Rechtsansicht zur neuen "Abmahnwelle"

Zu der Anfang der Woche bekannt gewordenen neuen Abmahnwelle in Österreich hat der Salzburger Richter und Betreiber der Internet-Seite Internet4jurists.at, Franz Schmidbauer, einige Ausführungen zusammengefasst.

Laut Schmidbauer ist grundsätzlich das Fehlen der Informationen nach Paragraf 5 ECG auf einer im weitesten Sinne kommerziell genutzten Website ein Mangel, der sowohl verwaltungsstrafrechtlich geahndet [§ 26 ECG, Geldstrafe bis zu 3.000 Euro] als auch zivilrechtlich mit Unterlassungsklage verfolgt werden kann [§ 1 UWG].
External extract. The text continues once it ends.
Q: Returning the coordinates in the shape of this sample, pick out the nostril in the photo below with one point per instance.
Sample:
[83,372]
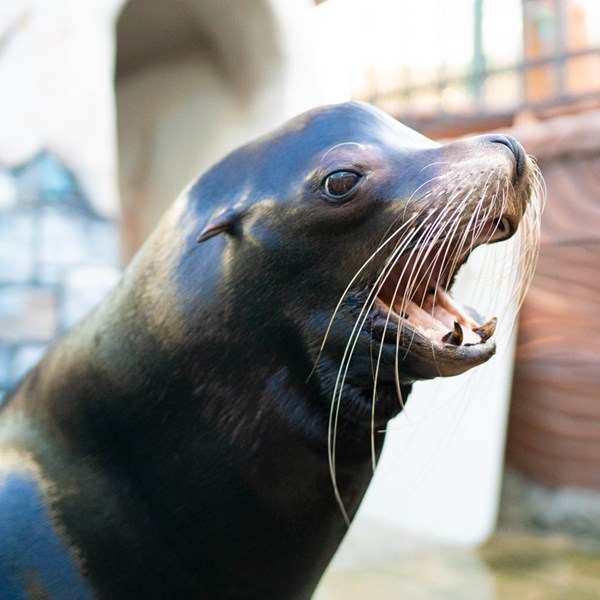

Ob der von der Wiener Rechtsanwaltskanzlei vertretene Verein tatsächlich Mitglieder hat, die aus der Branche der Abgemahnten stammen oder sonst die Voraussetzungen nach § 14 UWG [Förderung der Interessen der Wirtschaft] erfüllt, ist derzeit nicht bekannt.

Kanzlei versendet Abmahnungen

Namens eines "Vereines zur Förderung des lauteren Wettbewerbes im Internet" versendet eine Wiener Rechtsanwaltskanzlei serienweise Briefe an österreichische Unternehmen, die E-Business betreiben [die fuzo berichtete].

In diesen offenbar gleich lautenden Schreiben des Rechtsanwalts Norbert Nowak wird den Betreibern Verstoß gegen die Informationspflichten des E-Commerce-Gesetzes [ § 5 Abs. 1] vorgeworfen.